Sans chute, pas d’efficacité prouvée, maître mot de notre discipline. En supprimant les risques de blessure, la chute permet un engagement total là ou d’autres pratiques s’imposent des limites, ce qui, en retour, induit la suspicion. Ce coup qui s’est arrêté à 2 cm du visage, aurait-il été vraiment efficace ? En judo rien ne peut relativiser le IPPON.
La non-violence
La chute a transformé un jujutsu, potentiellement violent, en une pratique non-violente. Qu’est ce qui rend un combat de boxe, de full-contact, ou même un match de football, violent. C’est, à mon sens, qu’il arrive un moment où le jeu régulé se transforme en agression physique. La violence, c’est le non-respect de l’intégrité physique de l’autre. C’est vouloir lui faire mal.
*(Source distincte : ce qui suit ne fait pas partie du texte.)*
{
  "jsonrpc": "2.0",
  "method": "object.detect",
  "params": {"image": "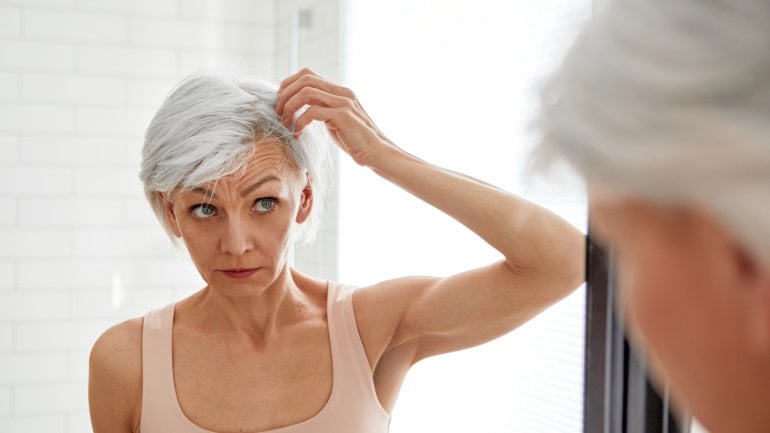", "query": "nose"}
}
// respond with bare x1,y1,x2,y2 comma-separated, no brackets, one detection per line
220,215,253,256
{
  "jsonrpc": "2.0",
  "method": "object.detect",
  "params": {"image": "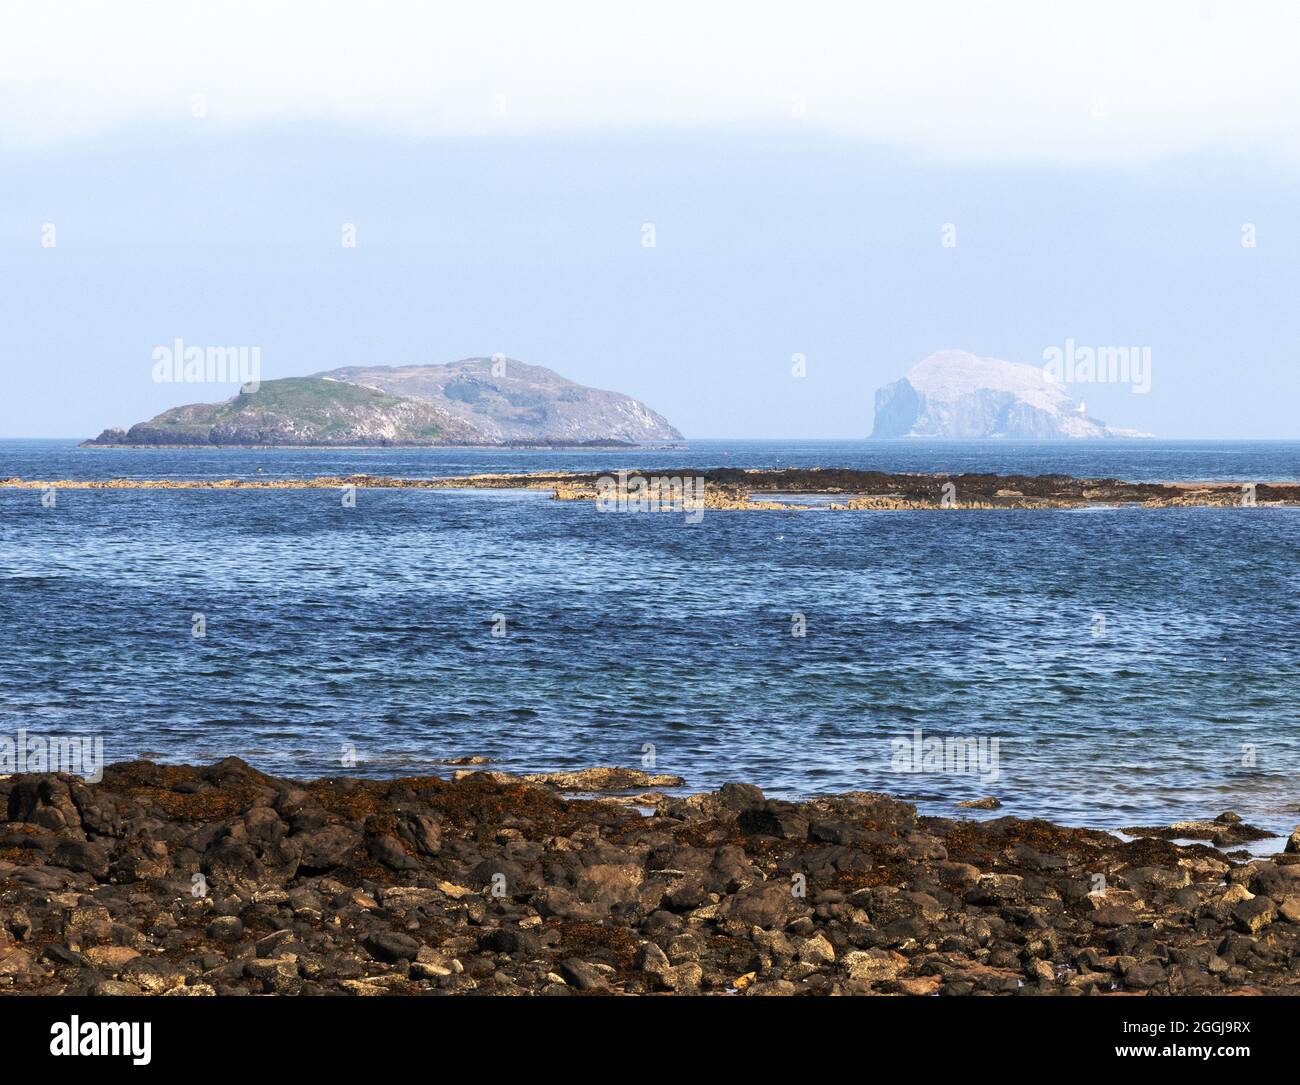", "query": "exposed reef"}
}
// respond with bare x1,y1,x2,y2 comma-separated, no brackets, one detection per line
2,760,1298,996
5,469,1298,511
En judo il est possible de projeter très violemment sans violence aucune, c’est-à-dire sans aucune volonté de nuire, ni risque de blesser. C’est d’ailleurs pour cela que des techniques dangereuses sont régulièrement interdites, alors qu’il ne viendrait à personne l’idée d’interdire les uppercuts sous le prétexte qu’ils peuvent altérer de manière durable la physionomie du boxeur (et laisser quelques séquelles irréversibles…).
Chute et confiance
Enfin, la chute autorise la confiance, en soi, et en l’autre. Accepteriez-vous qu’un inconnu vous soulève et vous projette avec force à terre ? Sans doute pas. Il faut pour cela avoir confiance dans sa propre capacité à se réceptionner mais également confiance dans la volonté de l’autre de contrôler la projection. En fait, la confiance qu’accorde UKE induit une forte responsabilité chez TORI. « Je vous prête mon corps, merci de me le rendre en bon état ! »
En donnant sciemment aux chutes une place centrale dans la pratique Jigoro Kano a offert à l’enseignant un puissant outil pédagogique.